- Born: 1 May 1930 (age 94) Edinburgh
- Occupation: Principal dancer
- Years active: 1947–1990
- Career
- Former groups: Sadler's Wells Theatre Ballet, Sadler's Wells Ballet
- Dances: Facade, Les Rendezvous, Pastorale, Cafe des Sports, Saudades

= Maureen Bruce =

Scottish ballerina

Maureen Bruce was a principal dancer with the Sadler's Wells Theatre Ballet and the Sadler's Wells Ballet. Born in Edinburgh on 1 May 1930, she trained with Marjorie Middleton in Edinburgh, joined the Wells School in September 1947 and graduated to the Sadler's Wells Theatre Ballet in December of the same year.

== Career ==
Maureen Bruce's first solo part was in the ballet Tritsch-Tratsch in which reviewers described her 'bubbling personality' that was again revealed in Frederick Ashton's ballets Facade and Les Rendezvous. Recognised as a "classical dancer of style" her versatility was confirmed in two of her creations: Amour in Pastorale and Hedonist in Cafe des Sports. Bruce's first major creation was the role of the Princess in Alfred Rodrigues' ballet Saudades (Nostalgia) which was premiered at the Royal Court in Liverpool on 13 October 1955. Bruce was transferred to the Sadler's Wells Ballet in 1956.

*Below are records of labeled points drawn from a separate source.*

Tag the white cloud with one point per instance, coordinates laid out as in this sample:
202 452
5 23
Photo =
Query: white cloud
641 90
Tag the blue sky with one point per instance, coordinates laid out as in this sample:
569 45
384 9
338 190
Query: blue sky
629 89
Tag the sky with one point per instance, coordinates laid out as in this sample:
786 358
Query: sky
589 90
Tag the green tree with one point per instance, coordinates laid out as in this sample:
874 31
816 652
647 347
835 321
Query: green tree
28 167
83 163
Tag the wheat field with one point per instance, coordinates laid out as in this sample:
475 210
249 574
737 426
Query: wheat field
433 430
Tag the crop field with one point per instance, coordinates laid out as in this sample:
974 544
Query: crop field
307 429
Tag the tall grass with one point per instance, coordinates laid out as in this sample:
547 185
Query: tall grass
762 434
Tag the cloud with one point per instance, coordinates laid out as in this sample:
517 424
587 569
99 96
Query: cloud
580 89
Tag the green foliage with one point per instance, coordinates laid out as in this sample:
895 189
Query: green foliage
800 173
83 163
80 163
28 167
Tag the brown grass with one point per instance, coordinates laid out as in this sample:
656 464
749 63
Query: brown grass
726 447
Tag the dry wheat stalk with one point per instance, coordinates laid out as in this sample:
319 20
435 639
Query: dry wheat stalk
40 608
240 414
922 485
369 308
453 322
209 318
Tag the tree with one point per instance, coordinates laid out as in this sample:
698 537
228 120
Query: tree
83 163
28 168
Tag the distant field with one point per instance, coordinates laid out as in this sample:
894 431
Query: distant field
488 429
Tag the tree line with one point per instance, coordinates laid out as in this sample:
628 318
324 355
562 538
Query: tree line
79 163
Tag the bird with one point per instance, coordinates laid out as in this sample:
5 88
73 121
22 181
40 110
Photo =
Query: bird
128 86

Maureen Bruce achieved a wider audience as one of the dancers in Margaret Dale's groundbreaking BBC television series for children Steps into Ballet in 1954.

Bruce married another principal dancer of the Sadler's Wells Theatre Ballet, Donald Britton, in 1952.

After leaving the Sadler's Wells company in 1958 Maureen Bruce taught ballet in Edinburgh, Fife and the Scottish Borders before moving to Devon in 1963 where she continued to teach until 1990.